What GroAsk does differently:
- Launch with prompt: Not opening an empty Claude Code session, but starting with your question ready to go.
- Graphical one-click install: Users who've never touched CLI tools can get set up in one click, including the full Node.js dependency chain.
- Multi-AI switching: Same input box, 6 CLI AIs + 4 Web AIs, switch with one click. Claude Code isn't the only option.
- Select-and-ask: Highlight text, press hotkey, send directly to AI. No copy-paste.

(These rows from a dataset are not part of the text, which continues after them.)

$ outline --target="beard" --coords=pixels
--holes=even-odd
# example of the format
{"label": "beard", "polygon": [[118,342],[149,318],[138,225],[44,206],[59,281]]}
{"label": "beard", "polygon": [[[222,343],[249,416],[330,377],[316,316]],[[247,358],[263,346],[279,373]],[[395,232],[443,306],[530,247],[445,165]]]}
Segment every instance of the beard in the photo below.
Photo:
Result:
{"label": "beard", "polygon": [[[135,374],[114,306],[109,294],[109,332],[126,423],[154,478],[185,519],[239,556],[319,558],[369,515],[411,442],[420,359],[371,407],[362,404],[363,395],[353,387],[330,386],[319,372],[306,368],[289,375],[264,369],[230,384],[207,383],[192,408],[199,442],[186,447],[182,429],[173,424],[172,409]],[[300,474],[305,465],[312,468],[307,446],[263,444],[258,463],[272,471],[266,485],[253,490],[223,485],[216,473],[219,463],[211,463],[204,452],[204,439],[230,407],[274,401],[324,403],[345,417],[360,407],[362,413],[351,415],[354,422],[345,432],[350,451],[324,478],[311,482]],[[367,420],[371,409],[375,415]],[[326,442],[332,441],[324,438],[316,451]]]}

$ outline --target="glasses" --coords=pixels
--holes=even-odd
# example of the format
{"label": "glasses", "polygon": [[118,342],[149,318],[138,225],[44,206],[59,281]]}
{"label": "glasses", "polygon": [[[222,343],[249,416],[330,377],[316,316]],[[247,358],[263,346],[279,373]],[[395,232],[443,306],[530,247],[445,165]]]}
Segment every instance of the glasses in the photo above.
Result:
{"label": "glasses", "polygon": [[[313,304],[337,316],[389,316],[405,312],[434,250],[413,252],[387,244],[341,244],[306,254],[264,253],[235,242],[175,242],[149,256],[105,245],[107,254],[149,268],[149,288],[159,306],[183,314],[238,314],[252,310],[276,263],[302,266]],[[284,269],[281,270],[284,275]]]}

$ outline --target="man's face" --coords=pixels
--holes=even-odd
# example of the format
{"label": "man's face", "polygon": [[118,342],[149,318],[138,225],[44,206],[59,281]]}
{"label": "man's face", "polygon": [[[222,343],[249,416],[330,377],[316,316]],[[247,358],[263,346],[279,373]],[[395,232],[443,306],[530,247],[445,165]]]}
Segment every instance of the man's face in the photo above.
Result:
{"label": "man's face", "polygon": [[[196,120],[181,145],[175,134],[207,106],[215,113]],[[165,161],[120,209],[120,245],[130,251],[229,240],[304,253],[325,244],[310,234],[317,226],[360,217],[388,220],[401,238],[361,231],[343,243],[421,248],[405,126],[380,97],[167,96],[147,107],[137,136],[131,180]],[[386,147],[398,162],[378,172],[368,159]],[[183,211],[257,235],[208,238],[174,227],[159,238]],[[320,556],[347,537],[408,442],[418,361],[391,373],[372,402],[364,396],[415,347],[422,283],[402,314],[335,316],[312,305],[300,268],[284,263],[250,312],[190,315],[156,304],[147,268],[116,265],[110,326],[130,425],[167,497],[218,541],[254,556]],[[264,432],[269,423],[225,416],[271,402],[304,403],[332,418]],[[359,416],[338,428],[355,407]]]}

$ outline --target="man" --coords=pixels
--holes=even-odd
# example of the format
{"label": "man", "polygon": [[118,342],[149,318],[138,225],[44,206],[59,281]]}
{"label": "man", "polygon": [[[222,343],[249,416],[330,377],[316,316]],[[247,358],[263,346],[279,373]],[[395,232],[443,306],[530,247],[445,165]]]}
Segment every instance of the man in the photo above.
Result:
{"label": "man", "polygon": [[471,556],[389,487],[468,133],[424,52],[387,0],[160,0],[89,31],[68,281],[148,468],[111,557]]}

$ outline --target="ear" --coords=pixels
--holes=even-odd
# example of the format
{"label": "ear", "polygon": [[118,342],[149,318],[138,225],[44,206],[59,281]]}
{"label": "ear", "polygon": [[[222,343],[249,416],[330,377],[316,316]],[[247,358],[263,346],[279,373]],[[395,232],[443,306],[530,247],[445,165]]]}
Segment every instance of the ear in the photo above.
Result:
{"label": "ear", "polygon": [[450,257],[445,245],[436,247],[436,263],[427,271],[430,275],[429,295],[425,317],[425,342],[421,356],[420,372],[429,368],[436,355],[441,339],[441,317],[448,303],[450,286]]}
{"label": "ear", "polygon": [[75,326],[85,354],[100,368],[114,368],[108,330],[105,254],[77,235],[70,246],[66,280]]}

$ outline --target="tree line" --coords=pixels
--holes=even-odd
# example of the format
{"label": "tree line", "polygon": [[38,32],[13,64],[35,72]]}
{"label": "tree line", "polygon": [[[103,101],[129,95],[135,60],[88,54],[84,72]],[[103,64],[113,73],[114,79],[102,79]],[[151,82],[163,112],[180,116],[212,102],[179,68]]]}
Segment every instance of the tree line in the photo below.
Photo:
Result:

- Automatic PATH detection: No matter how you installed your tools, GroAsk finds them.
By the Numbers
GroAsk from first line of code to now: 14 days. 5,600 lines of Swift + 1,200 lines of server-side code. 190 commits, 49% made by Claude Code.
Pure AppKit implementation. No SwiftUI, no Electron. macOS native, minimal memory footprint.
6 CLI AI channels: Claude Code, Gemini CLI, Codex, CodeBuddy, Kimi Code, Qwen Code. 4 Web AI channels: ChatGPT, Claude, Gemini, Monica. One tool for all major AIs.
Completely free, no sign-up required.
What's Next
The current implementation is stable — the four terminal automation strategies have been tested against a large number of edge cases. But there's more to do:
- Session management: remember each project's last AI conversation state
- Agent workflows: chain multi-step tasks together
- More CLI AI support: fast onboarding when new tools ship
GroAsk is iterating continuously. If you work with Claude Code every day, try replacing cd with ⌥Space.